Analyze the data with a text analytics system after manually visualizing it

Customers are categorized by firms and can use their own groups in your qualitative analysis. It is a practice of segmenting consumers into smaller groups. You can choose to group data by demographic, interest, and other data types. If one of your customer segments is considered unimportant to your business, but they are the cause of nearly all customer service complaints, it may be in your best interest to focus attention elsewhere. You can use the formulas to see the key insights in your data. If you are measuring a score with your feedback, the formulas we will suggest are crucial. This is a key visualization if you are collecting a metric with qualitative data. You can use this simple formula to calculate code impact on NPS by subtracting B from A. To view the data, use a bar chart.

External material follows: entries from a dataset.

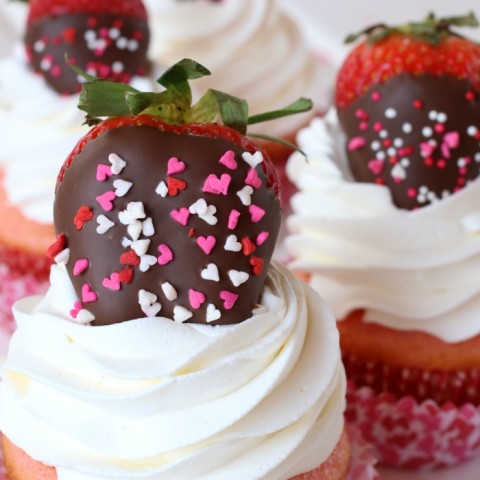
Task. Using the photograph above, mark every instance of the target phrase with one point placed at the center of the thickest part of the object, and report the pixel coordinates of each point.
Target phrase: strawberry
(107, 39)
(165, 211)
(407, 100)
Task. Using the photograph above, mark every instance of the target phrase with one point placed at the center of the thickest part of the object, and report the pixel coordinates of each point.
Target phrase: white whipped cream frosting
(411, 270)
(255, 49)
(155, 399)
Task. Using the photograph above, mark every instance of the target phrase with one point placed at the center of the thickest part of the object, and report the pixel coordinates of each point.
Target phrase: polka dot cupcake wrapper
(408, 434)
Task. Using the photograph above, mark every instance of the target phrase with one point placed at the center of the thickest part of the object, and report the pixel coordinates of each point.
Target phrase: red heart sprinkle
(174, 185)
(129, 258)
(84, 214)
(257, 264)
(248, 246)
(57, 246)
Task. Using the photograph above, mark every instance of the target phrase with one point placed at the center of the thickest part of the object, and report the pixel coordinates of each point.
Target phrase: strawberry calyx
(431, 30)
(173, 105)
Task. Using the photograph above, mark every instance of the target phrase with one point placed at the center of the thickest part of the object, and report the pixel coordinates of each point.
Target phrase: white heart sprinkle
(253, 160)
(141, 246)
(147, 261)
(147, 227)
(118, 164)
(169, 292)
(212, 313)
(146, 298)
(104, 224)
(63, 256)
(135, 229)
(121, 187)
(162, 189)
(151, 310)
(232, 244)
(210, 273)
(181, 314)
(237, 277)
(245, 195)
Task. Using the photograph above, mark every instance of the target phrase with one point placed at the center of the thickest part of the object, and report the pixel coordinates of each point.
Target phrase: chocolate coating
(417, 135)
(105, 46)
(147, 152)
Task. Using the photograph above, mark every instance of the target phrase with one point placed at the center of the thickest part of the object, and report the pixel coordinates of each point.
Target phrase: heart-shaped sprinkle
(232, 244)
(256, 213)
(181, 314)
(210, 273)
(237, 278)
(88, 295)
(213, 313)
(129, 258)
(257, 264)
(112, 282)
(217, 186)
(104, 224)
(162, 189)
(121, 187)
(147, 261)
(103, 172)
(253, 179)
(175, 166)
(262, 237)
(228, 298)
(245, 195)
(233, 219)
(196, 298)
(57, 246)
(228, 160)
(181, 215)
(253, 160)
(118, 164)
(169, 291)
(175, 185)
(80, 266)
(206, 243)
(106, 200)
(166, 254)
(84, 214)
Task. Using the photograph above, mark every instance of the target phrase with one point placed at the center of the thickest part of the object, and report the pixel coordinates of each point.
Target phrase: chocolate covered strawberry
(164, 211)
(107, 39)
(408, 101)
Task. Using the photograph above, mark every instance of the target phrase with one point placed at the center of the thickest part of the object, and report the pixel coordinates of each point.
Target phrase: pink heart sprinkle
(262, 237)
(376, 166)
(356, 143)
(175, 166)
(253, 179)
(228, 298)
(228, 159)
(206, 243)
(105, 200)
(166, 254)
(88, 295)
(181, 215)
(112, 283)
(80, 266)
(216, 185)
(233, 219)
(256, 213)
(103, 172)
(196, 298)
(77, 306)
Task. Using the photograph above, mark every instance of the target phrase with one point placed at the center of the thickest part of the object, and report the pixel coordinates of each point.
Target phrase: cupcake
(163, 281)
(259, 49)
(38, 95)
(385, 227)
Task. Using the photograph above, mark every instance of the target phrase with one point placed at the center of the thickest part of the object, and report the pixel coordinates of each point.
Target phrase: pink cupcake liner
(407, 434)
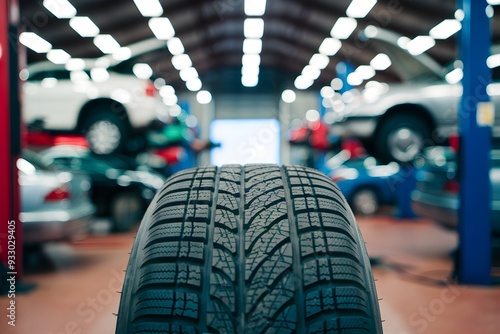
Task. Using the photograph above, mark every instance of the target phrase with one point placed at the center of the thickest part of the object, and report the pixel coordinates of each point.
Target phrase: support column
(9, 136)
(475, 120)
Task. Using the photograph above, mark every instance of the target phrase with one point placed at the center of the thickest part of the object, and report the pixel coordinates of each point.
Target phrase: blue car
(437, 193)
(365, 183)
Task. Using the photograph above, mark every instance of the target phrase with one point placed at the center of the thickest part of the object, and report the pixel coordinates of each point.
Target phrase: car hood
(408, 66)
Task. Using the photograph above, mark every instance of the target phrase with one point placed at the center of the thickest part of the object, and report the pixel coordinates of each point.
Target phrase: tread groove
(208, 251)
(240, 265)
(299, 296)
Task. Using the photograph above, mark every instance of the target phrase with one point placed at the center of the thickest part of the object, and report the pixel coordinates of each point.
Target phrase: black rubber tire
(393, 123)
(254, 249)
(114, 120)
(126, 209)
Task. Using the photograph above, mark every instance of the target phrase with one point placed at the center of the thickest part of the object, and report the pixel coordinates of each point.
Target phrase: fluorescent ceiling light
(445, 29)
(252, 46)
(122, 53)
(493, 60)
(175, 46)
(330, 46)
(181, 61)
(194, 85)
(106, 43)
(204, 97)
(337, 84)
(78, 76)
(61, 9)
(454, 76)
(403, 42)
(34, 42)
(49, 82)
(370, 31)
(288, 96)
(327, 92)
(312, 115)
(360, 8)
(58, 56)
(188, 74)
(366, 72)
(84, 26)
(354, 79)
(175, 110)
(255, 7)
(381, 62)
(149, 8)
(344, 27)
(250, 81)
(420, 44)
(302, 82)
(99, 74)
(75, 64)
(320, 61)
(250, 60)
(161, 28)
(170, 100)
(253, 28)
(142, 71)
(250, 71)
(311, 72)
(167, 90)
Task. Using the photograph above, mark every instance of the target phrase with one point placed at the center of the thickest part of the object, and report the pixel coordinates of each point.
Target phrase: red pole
(10, 226)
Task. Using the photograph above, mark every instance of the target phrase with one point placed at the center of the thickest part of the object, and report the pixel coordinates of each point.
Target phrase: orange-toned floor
(80, 294)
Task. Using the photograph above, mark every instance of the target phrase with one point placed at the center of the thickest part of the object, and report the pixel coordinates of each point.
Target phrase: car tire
(401, 138)
(365, 201)
(126, 210)
(105, 132)
(254, 249)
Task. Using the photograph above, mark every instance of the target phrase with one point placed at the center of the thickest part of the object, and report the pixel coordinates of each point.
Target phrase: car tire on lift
(106, 132)
(254, 249)
(401, 138)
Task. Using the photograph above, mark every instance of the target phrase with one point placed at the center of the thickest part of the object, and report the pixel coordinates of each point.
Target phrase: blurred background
(116, 96)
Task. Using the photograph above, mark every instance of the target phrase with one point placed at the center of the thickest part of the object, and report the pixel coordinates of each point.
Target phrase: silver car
(54, 205)
(397, 121)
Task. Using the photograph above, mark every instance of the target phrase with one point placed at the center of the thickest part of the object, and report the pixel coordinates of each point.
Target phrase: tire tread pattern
(254, 249)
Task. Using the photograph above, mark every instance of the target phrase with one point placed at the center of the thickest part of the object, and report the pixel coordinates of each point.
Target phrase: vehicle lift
(475, 132)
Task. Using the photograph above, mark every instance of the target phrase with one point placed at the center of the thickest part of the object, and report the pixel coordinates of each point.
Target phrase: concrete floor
(79, 295)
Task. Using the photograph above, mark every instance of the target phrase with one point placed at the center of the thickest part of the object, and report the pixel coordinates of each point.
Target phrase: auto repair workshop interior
(249, 166)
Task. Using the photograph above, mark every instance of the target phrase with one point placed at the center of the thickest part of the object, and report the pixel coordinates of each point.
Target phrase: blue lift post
(474, 265)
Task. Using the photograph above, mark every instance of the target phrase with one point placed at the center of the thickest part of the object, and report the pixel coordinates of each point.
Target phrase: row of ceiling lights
(253, 30)
(83, 25)
(342, 29)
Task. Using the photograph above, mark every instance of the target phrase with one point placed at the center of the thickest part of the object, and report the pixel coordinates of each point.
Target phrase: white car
(105, 105)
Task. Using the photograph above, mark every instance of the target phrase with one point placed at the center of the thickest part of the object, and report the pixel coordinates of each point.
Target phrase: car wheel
(105, 133)
(365, 201)
(254, 249)
(126, 210)
(401, 138)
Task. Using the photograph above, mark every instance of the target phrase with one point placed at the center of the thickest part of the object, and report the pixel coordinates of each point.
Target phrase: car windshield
(35, 159)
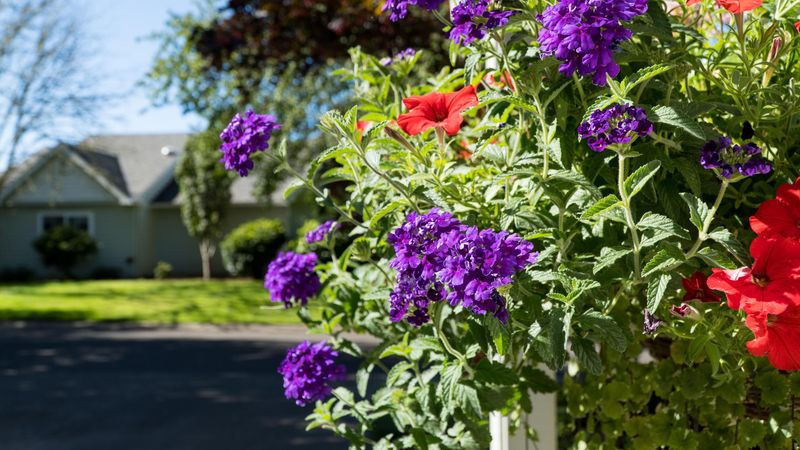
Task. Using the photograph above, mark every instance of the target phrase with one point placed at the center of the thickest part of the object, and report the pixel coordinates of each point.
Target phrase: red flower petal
(739, 6)
(437, 110)
(777, 337)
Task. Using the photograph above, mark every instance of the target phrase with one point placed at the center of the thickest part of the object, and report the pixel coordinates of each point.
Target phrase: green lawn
(147, 301)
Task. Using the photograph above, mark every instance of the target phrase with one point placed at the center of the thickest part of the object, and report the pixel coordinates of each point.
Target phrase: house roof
(135, 168)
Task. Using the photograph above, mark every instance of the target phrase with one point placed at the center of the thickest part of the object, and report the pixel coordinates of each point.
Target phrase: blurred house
(122, 190)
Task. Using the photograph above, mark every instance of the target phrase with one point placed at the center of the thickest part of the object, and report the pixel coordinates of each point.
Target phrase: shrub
(162, 270)
(248, 249)
(63, 247)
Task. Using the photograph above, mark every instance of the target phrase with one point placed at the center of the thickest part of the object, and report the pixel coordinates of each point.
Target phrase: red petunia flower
(780, 216)
(772, 284)
(777, 337)
(734, 6)
(437, 110)
(697, 289)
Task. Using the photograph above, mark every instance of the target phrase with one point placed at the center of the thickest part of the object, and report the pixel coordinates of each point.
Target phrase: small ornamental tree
(608, 188)
(63, 247)
(205, 189)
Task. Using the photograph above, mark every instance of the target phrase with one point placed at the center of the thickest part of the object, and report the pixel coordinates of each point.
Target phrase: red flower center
(760, 280)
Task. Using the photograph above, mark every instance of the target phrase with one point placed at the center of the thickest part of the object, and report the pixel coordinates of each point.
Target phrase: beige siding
(57, 181)
(173, 244)
(114, 230)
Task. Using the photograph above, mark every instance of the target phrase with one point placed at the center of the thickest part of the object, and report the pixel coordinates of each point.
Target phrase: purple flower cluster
(438, 258)
(245, 136)
(473, 18)
(401, 56)
(399, 8)
(308, 371)
(729, 158)
(291, 276)
(584, 34)
(321, 232)
(617, 124)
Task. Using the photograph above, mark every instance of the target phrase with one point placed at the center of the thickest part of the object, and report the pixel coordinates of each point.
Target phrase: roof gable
(61, 177)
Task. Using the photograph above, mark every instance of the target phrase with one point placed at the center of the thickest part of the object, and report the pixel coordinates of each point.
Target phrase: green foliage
(205, 190)
(248, 249)
(616, 232)
(162, 270)
(63, 247)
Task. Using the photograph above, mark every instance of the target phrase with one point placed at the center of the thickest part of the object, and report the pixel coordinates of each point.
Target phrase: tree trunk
(207, 250)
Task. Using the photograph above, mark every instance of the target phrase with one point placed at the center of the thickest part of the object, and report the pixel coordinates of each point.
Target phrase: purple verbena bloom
(291, 277)
(651, 323)
(472, 19)
(244, 136)
(418, 257)
(308, 371)
(479, 262)
(439, 258)
(731, 158)
(617, 124)
(398, 9)
(321, 232)
(583, 34)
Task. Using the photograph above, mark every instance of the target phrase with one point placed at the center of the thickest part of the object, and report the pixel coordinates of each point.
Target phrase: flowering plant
(593, 242)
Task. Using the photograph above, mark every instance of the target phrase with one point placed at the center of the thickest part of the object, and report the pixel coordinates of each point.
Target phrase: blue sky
(118, 29)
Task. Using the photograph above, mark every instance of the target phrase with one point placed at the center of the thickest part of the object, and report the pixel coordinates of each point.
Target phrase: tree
(277, 57)
(205, 188)
(46, 84)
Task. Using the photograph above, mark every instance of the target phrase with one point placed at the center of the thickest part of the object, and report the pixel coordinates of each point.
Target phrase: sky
(119, 29)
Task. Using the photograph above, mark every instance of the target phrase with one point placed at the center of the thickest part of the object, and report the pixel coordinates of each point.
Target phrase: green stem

Depending on the number of codes, the correlation between the two sequences may be either positive or negative. Plotting code frequency vs code correlation’s absolute value is necessary. Automatic text analysis tools can be used to automatically extract codes and sub-codes from the data. It makes it easier to figure out what’s causing poor or positive results. To find a wide range of insightful information in the data. The built-in sentiment analysis feature of text analytic software gives you emotional context for your comments, which is an advantage. Adding human input to the technology might sound counterintuitive since the move away from manual research is generally about reducing the human element. This is to make sure important business nuances are not missed during coding.

Use PowerPoint to narrate your data and visualization tools, and show your results

The focus is on communicating the narrative to the audience as the codes are fully developed. Stakeholders need to discuss and debate the findings and insights of the qualitative research before they can come up with a meaningful course of action. Qualitative researchers often use the tried-and-true method of presenting their findings in a series of graphs, tables, and other graphics. The analyzed data can be shared with other data visualization software. The most preferred options are Power BI and Tableau. Visualization tools allow for more time to be spent on developing an engaging narrative that highlights the insights in digestible portions for executive teams to examine, rather than on the time-consuming task of creating charts to graphically detect trends.

There are people who are interested in the manual approach because it’s familiar and they don’t want to spend a lot of money on new software. Artificial intelligence can crunch, score, and analyze a ton of feedback from one system in one go with the ability to collect a free flow of qualitative feedback at the same time as the metric. When using qualitative data, it’s important to have the right tools and processes in place. Know how to do analysis in a systematic way using accurate and timely managed services offered by Ant.